HI jokes
Why did the hedgehog cross the road?
To get to the other side (suicide).
Why did the second hedgehog cross the road?
To see his flatmate.
How did the Mexican girl get pregnant? Her teacher told her to do his essay.
A man hits a woman with his car. Whose fault was it?
The man, why was he driving in the kitchen?
So little Susie came home and said, "Mom, little Johnny showed me his pecker."
And her mom said, "WHAT?!"
And little Susie was like, "Yeah, it reminded me of a peanut." Her mom said, "Oh, because it was so small?"
Susie said, "No, because it tasted salty."
What did the Nazi say when a doll hit his daughter?
A-doll Hitler!
Memes
Little Johnny said he wanted a coffee, so his mom said he can have one.
He got an espresso, not knowing "depresso" came with it.
What can Michael Jackson eat in his coffin?
Nothing, only brown bread, what they call it! 😂😂😂
When you're banging the class slut and the school shooter says to leave his corpses alone.
Stephen Hawking isn't dead; his update is just laggy because he is too far from the WiFi box.
How did Billy find out he was in a minefield?
He saw his dad's corpse holding a jug of milk.
Why did the Oreo go to the dentist?
Because he lost his filling.
What's the last thing that went through Curt Cobain's mind?
His teeth.
My boss said she would've loved to meet Bill Cosby as a child.
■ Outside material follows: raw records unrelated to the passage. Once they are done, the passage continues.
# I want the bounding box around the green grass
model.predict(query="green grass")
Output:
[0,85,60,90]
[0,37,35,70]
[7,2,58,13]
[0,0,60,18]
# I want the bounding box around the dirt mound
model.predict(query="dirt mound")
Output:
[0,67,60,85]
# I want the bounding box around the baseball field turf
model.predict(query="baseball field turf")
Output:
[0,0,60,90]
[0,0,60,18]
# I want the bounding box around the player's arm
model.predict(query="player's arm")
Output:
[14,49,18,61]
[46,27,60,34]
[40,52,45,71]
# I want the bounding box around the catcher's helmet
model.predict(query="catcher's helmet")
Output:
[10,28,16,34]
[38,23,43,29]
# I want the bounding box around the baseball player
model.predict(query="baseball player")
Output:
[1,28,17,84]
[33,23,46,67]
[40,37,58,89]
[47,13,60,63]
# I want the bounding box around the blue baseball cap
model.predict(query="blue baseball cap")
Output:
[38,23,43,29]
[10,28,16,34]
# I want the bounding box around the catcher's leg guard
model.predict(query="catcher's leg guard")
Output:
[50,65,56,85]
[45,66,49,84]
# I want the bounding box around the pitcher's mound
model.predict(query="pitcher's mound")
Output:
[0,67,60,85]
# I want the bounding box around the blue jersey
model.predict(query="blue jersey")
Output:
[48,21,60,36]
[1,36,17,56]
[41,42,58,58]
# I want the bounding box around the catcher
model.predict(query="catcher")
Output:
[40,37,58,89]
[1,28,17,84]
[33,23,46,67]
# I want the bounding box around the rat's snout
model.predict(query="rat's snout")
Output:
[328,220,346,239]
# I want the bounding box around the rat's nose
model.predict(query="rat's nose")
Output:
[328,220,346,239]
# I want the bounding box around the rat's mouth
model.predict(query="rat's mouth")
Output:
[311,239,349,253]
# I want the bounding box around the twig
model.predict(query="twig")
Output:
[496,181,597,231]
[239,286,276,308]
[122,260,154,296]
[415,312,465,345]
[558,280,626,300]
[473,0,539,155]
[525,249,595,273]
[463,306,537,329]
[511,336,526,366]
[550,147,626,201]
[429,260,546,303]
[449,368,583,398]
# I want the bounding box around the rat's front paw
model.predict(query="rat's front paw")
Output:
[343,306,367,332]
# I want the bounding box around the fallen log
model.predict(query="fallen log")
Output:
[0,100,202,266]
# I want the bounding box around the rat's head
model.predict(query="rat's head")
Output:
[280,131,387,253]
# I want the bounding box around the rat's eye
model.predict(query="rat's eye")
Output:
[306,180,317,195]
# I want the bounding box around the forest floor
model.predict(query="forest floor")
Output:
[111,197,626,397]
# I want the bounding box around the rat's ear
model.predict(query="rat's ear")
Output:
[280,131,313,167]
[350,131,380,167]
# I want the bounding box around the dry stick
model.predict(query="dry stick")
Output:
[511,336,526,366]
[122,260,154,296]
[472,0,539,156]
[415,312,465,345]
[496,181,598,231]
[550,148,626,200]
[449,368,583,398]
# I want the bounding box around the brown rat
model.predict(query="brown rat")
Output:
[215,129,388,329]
I don't get why I'm getting arrested. I was just making sure his dream came true.
There was a kid crying. I asked him where his parents were. He cried more. I love working at an orphanage.
The warden gave them a choice of three ways to die: to be shot, to be hung, or to be injected with the AIDS virus for a slow death.
So the German said, "Shoot me right in the head." Boom, he was dead instantly.
Then the Italian said, "Just hang me." Snap, he was dead.
Then the Irishman said, "Give me some of that AIDS stuff." They gave him the shot, and the Irishman fell down laughing. The guards looked at each other and wondered what was wrong with this guy.
Then the Irishman said, "Give me another one of those shots," so the guards did. Now he was laughing so hard, tears rolled from his eyes and he doubled over.
Finally, the warden said, "What is wrong with you?"
The Irishman replied, "You guys are so stupid... I'm wearing a condom!"
Three people explored the jungles, one was from France, one from Britain, and the other from America.
While exploring, they were captured by the tribe living there. The tribesmen told the three, "You three have invaded our territory, so we must kill you and use your bodies to create canoes. However, we aren't that heartless, so we'll let you choose your deaths."
So the French guy asked for a gun, pointed to his head, and said "Viva la France!" and shot himself. The Britain guy requested poison and said, "For the Queen!" and drank the poison. Lastly, the American asked for a spoon. The tribesmen were confused but still gave him the spoon. When the American got the spoon, he started stabbing himself, "Try make a canoe out of this one!"
I think my dad's gay because he goes out with his mates to get milk but never returns.
How do you make an orphan's hands bleed?
You tell it to clap until his/her parents are back.
My grandpa said my generation relies too much on technology.
Then I unplugged his life support. :)
Friend: Hi, orphan.
Orphan: Tell me a yo momma joke.
Friend: ummm
Orphan: Exactly, U can't.
Friend: Yo momma so disappointed she left!